The study’s objective was to identify America’s most attractive micropolitan areas. It gave the highest marks to small, well-rounded communities where the economy is strong, traffic is light, the cost of living is moderate, adults are well-educated, and access to big-city attractions is reasonably good.
The factors used were:
1. Population growth -- Strongest growth in population from 2000 to 2005.
2. Income growth -- Strongest growth in per capita income from 1999 to 2004.
3. Per capita income -- Highest per capita income.
4. Small business growth -- Strongest growth in number of small businesses (99 or fewer employees) from 1998 to 2003.
5. Small business concentration -- Highest number of small businesses per 1,000 residents.
6. Management or professional jobs -- Percentage of all jobs in the workforce classified as managerial or professional.
7. Ease of commuting -- Percentage of workers who commute less than 15 minutes to work, minus the percentage who commute more than 45 minutes.
8. Affordable housing -- Lowest ratio of house value per $1,000 of median household income.
9. Low taxation -- Lowest ratio of real-estate taxes per $1,000 of median household income.
10. College degrees -- Highest percentage of adults 25 or older with bachelor's degrees.
11. Advanced degrees -- Highest percentage of adults 25 or older with graduate degrees.
12. Proximity to major metropolitan area -- Lowest air mileage to center of closest metro area with more than 2.5 million people.
Nine of the 12 statistical indicators used in the study were generated from U.S. Census Bureau data. The two categories dealing with per capita income were based on data from the U.S. Bureau of Economic Analysis. The 12th indicator -- air mileage to the nearest major metropolitan area -- was calculated by Bizjournals.com, using latitude and longitude readings supplied by the U.S. Census Bureau. All figures are the latest, most comprehensive statistics available at the micropolitan level.
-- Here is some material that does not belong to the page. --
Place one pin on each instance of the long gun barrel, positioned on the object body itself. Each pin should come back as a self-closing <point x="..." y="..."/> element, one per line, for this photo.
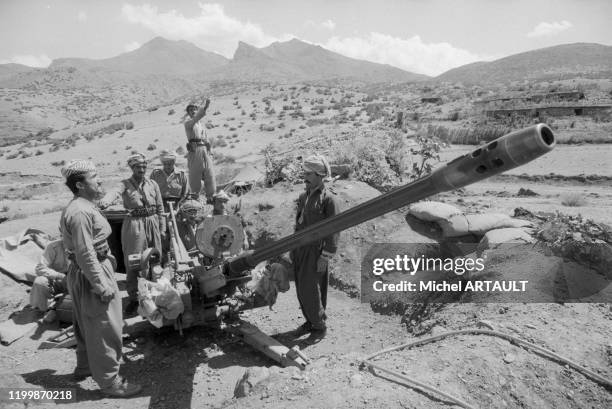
<point x="502" y="154"/>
While Pullman and Moscow were not designated "dreamtowns", both cities were ranked in the top 1/3.
Pullman in fact ranked in the Top 5 nationally in "Percentage of all jobs in the workforce classified as managerial or professional" (#2), "Highest percentage of adults 25 or older with bachelor's degrees" (#4), and "Highest percentage of adults 25 or older with graduate degrees" (#2) (the PARDners are making me wonder if these are actually advantages.) Moscow was #4 in the "Highest percentage of adults 25 or older with graduate degrees" category.
Despite all that, Moscow was ranked significantly higher at #98 overall, with a Quality of Life score of 3.74, versus Pullman at #141 with a Quality of Life score of 2.49.
What are the major differences in quality of life between Moscow and Pullman? They're the obvious ones we talk about over and over again.
When viewed nationally, some of those numbers look even worse. Pullman is #343 in small businesses per 1000 residents, #432 in growth in small businesses from 1998-2003, #489 in per capita income, #32 for highest real estate taxes per $1000 of income (and #1 IN THE ALL OF THE WEST; interestingly enough, Moscow is #2). And worst of all, #560 out of 577 in housing affordability (nearly as bad as cities in Hawaii and Jackson, WY).
Clearly, we have a well-educated workforce with "living wage" jobs, but much work needs to be done to improve our quality of life and make Pullman a more desirable place to live and do business. Many of our quality of life rankings are either bery high or very low. We need BALANCE.
Full study data is available here.
By the way, the #1 city was Bozeman, MT, which ranked #3 nationally in "Strongest growth in number of small businesses with 99 or fewer employees from 1998 to 2003" and #5 in "Highest number of small businesses per 1,000 residents" Huh. I guess that new Wal-Mart Supercenter in Bozeman hasn't wrecked quality of life and destroyed mom-and-pop businesses the way critics said it would after all.